DATE OF PROCEDURE: MM/DD/YYYY
PREOPERATIVE DIAGNOSIS: Right hip osteoarthritis.
POSTOPERATIVE DIAGNOSIS: Right hip osteoarthritis.
OPERATION PERFORMED: Minimally invasive right total hip replacement.
SURGEON: John Doe, MD
ANESTHESIA: General and epidural.
ESTIMATED BLOOD LOSS: 300 mL.
FINDINGS: End-stage osteoarthritis with acetabular cyst formation and osteophytes.
DESCRIPTION OF PROCEDURE: The patient was transferred to the operative suite in good, stable condition, placed supine on the operating table, and underwent uncomplicated epidural and general endotracheal intubation. A Foley catheter was placed. IV Ancef, 2 g, was infused, and the patient was then placed in left lateral decubitus position with an axillary roll in place. Right hip and lower extremity were prepped and draped free in the usual sterile fashion utilizing Betadine.
A 4 inch incision over the posterior aspect of the greater trochanter was performed sharply. Hemostasis was obtained with electrocautery. Meticulous dissection revealed the tensor and IT band, which were opened in line with the incision. Meticulous attention was paid, bluntly identified the course of the sciatic nerve, and we were constantly aware of the nerve’s position throughout the case, especially when doing acetabular traction. A posterior capsulotomy was performed with electrocautery, and the hip was then dislocated. Corresponding to our preoperative template, approximately 20 mm above the lesser trochanter and at a 45 degree angle to the femoral shaft, the femoral neck was transected. The labrum was excised and the acetabular retractors were placed. Sequential reaming was done in 45 degrees of abduction and 25 degrees of anteversion, down to the medial aspect of the two healthy medial walls. There was some acetabular cyst formation; they were curetted out and bone grafting with bone graft from the femoral head. Copious irrigation with normal saline, bacitracin, and pulse lavage was performed.

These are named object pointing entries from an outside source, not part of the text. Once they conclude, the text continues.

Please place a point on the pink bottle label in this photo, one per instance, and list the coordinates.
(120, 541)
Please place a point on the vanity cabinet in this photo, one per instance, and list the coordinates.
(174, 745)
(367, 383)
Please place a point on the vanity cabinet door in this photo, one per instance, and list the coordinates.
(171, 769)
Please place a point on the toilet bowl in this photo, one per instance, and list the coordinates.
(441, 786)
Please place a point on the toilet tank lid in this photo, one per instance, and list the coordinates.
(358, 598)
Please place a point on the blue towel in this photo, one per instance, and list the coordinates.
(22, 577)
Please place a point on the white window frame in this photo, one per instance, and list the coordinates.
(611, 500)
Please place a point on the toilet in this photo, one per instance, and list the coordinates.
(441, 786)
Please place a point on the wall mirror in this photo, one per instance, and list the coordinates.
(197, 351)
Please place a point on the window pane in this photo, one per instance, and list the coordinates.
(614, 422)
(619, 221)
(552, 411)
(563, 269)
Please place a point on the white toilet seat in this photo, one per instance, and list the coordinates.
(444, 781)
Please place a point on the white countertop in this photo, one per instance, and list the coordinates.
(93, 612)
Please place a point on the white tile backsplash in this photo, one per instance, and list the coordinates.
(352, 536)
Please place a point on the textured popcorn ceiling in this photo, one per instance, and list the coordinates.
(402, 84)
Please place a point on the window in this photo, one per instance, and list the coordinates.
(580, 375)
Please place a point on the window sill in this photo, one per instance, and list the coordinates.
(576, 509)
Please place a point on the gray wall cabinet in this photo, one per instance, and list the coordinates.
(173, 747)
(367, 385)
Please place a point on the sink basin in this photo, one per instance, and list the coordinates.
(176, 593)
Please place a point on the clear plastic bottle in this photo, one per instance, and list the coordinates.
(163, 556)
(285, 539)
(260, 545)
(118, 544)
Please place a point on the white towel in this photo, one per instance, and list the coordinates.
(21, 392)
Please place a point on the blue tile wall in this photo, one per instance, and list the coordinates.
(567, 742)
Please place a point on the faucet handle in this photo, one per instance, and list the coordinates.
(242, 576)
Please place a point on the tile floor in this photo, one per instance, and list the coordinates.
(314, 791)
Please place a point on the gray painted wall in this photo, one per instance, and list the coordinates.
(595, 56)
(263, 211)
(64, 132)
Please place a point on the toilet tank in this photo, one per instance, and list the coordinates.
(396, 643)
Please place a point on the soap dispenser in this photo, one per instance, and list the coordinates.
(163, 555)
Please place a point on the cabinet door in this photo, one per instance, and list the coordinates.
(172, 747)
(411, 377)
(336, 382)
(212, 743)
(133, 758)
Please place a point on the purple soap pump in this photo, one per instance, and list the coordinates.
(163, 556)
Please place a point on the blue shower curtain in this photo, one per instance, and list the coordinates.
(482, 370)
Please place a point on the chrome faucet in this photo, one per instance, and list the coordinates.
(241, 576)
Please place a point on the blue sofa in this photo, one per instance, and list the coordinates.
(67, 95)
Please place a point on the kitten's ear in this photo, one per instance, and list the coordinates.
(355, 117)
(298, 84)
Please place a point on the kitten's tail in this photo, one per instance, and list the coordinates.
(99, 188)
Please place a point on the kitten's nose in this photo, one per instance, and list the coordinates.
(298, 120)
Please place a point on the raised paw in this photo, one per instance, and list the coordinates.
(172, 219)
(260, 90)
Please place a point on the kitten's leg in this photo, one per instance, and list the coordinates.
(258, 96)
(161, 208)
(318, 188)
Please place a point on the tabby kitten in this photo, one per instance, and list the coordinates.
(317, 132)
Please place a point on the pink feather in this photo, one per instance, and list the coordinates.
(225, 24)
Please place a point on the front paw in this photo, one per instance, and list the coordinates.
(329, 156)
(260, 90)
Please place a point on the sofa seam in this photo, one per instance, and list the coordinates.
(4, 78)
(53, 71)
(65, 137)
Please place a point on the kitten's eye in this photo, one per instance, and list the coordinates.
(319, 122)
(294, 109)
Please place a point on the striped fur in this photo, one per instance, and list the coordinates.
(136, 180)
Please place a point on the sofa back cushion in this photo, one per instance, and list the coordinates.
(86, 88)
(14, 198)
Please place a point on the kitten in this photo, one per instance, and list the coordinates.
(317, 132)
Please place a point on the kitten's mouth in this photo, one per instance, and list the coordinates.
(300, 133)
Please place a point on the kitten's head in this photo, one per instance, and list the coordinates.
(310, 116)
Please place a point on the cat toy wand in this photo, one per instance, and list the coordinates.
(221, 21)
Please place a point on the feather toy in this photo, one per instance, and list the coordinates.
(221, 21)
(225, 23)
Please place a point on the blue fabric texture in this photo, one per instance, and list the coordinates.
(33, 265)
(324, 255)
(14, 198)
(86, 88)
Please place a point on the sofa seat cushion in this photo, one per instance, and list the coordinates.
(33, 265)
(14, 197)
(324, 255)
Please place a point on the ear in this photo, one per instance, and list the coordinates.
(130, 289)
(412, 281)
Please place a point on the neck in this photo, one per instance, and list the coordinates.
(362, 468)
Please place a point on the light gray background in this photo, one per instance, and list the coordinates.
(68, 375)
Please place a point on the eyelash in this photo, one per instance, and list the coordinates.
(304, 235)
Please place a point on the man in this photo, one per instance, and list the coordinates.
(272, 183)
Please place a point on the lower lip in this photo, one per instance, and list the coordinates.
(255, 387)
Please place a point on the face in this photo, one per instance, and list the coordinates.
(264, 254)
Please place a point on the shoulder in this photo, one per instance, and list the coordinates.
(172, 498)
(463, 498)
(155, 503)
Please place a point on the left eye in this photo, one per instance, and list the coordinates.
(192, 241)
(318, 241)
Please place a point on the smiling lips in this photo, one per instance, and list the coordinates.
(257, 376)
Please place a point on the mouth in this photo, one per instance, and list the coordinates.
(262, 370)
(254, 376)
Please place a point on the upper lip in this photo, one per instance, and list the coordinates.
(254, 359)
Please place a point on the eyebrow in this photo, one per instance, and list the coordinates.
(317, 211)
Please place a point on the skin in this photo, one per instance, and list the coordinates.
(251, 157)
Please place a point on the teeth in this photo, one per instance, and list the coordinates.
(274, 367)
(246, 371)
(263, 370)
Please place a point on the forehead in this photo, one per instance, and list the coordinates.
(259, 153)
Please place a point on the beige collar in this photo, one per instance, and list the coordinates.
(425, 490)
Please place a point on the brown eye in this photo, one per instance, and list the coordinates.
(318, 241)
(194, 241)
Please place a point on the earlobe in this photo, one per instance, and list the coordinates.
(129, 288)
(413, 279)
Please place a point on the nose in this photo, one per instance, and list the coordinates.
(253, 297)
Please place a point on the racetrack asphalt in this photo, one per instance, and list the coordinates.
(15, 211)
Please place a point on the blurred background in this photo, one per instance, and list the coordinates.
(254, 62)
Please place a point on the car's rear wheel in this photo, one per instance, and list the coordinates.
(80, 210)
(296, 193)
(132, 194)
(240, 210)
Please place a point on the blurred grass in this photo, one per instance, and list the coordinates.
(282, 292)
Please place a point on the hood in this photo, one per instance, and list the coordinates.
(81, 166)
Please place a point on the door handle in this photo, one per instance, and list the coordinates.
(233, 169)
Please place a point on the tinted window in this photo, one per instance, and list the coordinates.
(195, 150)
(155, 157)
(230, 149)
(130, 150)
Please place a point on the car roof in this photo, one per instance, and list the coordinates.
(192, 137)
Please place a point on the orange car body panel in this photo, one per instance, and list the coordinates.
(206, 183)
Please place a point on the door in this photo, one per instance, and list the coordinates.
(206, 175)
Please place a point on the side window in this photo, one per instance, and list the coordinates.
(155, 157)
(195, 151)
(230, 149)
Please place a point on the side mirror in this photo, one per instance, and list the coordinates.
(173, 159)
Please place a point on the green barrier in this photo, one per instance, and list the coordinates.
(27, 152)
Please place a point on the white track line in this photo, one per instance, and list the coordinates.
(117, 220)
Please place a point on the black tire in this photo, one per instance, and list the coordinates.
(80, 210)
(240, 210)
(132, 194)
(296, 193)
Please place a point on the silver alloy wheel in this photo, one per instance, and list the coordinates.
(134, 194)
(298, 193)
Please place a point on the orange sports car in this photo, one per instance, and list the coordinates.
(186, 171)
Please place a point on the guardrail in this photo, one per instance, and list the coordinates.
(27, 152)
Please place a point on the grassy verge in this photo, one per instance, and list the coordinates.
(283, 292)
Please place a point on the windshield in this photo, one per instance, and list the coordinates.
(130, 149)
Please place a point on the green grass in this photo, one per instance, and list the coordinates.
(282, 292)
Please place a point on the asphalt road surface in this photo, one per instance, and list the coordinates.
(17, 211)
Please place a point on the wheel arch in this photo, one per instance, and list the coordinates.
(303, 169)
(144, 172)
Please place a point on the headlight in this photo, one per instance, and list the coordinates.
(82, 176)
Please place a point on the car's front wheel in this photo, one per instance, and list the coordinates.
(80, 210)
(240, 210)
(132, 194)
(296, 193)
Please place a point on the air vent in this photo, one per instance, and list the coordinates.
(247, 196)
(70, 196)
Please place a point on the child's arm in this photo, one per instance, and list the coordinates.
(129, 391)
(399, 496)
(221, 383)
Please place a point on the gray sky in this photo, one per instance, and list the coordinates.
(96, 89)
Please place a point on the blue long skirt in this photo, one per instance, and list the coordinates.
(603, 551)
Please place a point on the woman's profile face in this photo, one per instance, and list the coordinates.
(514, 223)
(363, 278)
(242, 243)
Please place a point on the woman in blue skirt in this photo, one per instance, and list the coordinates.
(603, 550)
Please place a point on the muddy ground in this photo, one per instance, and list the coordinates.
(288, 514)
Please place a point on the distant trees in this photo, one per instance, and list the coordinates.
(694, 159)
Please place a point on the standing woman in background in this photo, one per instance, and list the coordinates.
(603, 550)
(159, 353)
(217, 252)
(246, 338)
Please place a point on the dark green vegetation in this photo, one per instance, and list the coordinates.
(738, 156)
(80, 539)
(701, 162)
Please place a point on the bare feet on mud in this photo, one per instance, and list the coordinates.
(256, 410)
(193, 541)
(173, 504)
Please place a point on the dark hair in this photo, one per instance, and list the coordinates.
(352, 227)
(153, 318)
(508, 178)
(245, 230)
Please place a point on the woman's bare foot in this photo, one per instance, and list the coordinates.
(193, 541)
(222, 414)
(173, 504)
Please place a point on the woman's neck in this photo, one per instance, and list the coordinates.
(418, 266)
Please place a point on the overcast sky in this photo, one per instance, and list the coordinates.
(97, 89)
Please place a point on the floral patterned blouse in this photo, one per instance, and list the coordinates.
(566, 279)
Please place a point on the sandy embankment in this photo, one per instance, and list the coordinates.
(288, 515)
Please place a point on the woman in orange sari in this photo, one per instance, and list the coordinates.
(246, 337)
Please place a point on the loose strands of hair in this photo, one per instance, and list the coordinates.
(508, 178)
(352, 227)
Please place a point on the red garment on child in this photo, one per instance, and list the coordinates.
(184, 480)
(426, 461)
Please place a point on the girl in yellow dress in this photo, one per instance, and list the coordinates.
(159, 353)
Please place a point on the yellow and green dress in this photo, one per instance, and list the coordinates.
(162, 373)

We reamed to size 56 mm, and a 50 mm acetabular component was then impacted at 45 degrees of abduction and 25 degrees of anteversion, fully seated with excellent rim purchase noted. The osteophytes were removed with a curved osteotome. A 36 mm neutral polyethylene liner was impacted, fully engaging the locking mechanism with no soft tissue interposition. Sequential reaming was then done to 14.5 mm with good cortical purchase distally. We broached the size 15 x 15 mm large metaphyseal. We used the calcar reamer to ream the calcar anatomically. Copious irrigation of the cyst was performed and a fully porous coated 15 mm large metaphyseal component was impacted in anatomic version and fully seated medial on the calcar. We did trial reduction using +7/36 mm femoral head. Head and neck were impacted onto the proximal femur. The hip was relocated. It was found to be stable on all planes. It became unstable in full flexion, full adduction and 55 degrees of internal rotation.
On applying an axial load to the extremity, the soft tissues were well balanced. Copious irrigation with saline was performed. Hip was then dislocated. The trial component was removed. The permanent 36 mm, +7 head and neck was then impacted. Hip was then relocated. A 1/8 inch Hemovac drain exited the superolateral aspect of the hip was then placed. Copious irrigation with saline was performed. The piriformis tendon with a modified Kessler #2 Ethibond suture placed in two bone holes and piriformis fossa down to prevent postoperative dislocation. Interrupted figure-of-eight #1 Vicryl suture to approximate the tensor and IT band. Buried 2-0 Vicryl suture used to approximate the subcutaneous and dermal layers, and the skin was closed with skin staples. Adaptic, 4 x 4s and ABD dressing were applied, and paper tape. The patient tolerated the procedure well and left the operating room breathing spontaneously and in good stable condition, with an intact vascular exam and a persistent epidural block still in place.